Methods including matrix factorization, tensor factorization, and embedding have been used to predict transition probability. Feng et al. [28] used metric spaces to model distances between POIs for prediction of transition probability. STELLAR [29] modeled sequence based on a tensor decomposition framework, and captured and utilized the spatio-temporal effects of check-in. However, the STELLAR model only focused on a pair of continuous venues and failed to model the user’s overall check-in sequence. Chang et al. [30] proposed the CAPE model, which utilized check-in sequence of users and text content about POIs. Zhang et al. [31] developed a word2vec-based framework to embed each POI into a space so as to learn the sequential relationship between POIs.

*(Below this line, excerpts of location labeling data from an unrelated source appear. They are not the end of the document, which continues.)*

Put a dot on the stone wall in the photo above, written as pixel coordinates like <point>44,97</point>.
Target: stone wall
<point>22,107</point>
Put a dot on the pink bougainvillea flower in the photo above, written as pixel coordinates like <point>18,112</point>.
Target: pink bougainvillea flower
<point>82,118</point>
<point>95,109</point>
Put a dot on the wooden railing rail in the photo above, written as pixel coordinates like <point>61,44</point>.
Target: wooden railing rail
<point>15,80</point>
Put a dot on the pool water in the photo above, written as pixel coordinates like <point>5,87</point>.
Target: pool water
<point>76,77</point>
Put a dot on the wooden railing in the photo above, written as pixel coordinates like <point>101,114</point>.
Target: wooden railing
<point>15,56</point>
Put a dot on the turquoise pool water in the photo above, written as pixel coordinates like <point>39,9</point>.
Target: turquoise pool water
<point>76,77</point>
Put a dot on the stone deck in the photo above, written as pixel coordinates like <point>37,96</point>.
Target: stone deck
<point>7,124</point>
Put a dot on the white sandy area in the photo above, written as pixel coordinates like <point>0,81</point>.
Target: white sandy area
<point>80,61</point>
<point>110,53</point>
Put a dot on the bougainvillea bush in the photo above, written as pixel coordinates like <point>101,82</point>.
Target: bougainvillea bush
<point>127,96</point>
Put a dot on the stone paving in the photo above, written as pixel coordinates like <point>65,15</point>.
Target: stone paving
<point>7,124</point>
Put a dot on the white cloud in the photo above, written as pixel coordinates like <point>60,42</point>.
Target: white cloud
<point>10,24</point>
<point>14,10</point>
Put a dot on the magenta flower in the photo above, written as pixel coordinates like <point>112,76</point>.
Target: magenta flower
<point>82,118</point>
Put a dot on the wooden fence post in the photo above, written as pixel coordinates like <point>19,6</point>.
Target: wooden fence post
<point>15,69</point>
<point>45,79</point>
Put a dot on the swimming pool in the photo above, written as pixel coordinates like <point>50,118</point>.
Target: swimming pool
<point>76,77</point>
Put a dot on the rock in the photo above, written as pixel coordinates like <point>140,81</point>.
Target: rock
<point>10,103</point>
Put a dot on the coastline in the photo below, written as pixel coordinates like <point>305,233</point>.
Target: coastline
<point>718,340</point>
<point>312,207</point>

In recent years, the most commonly used methods have been based on neural network models, especially RNNs. These have obvious advantages compared with methods based on Markov chains and matrix factorization. RNNs have often been used to model sequential patterns in sequence-learning tasks [32, 33]. Cui et al. [10] proposed the Distance2Pre model, which used RNNs to capture a user’s sequential preferences and then modeled the distances between successive POIs to obtain spatial preferences. Wu et al. [11] proposed the LSPL method, which learned the contextual features of POIs and used general preferences and sequential preferences of users to provide recommendations. LSTPM [34] is a hybrid long-term and short-term preference model that models temporal and spatial preferences as long-term preferences and constructs a check-in sequence based on location distance to obtain sequential features as short-term preferences. Manotumruksa et al. [35] proposed CRCF, which used a GRU-based RNN component to model users’ sequence preferences and leveraged contextual information of check-in sequences of users. Gan et al. [36] proposed the DeepAssociate approach, which utilized RNNs, LSTM, and GRU to learn sequence patterns and explored the sequential influence by different methods.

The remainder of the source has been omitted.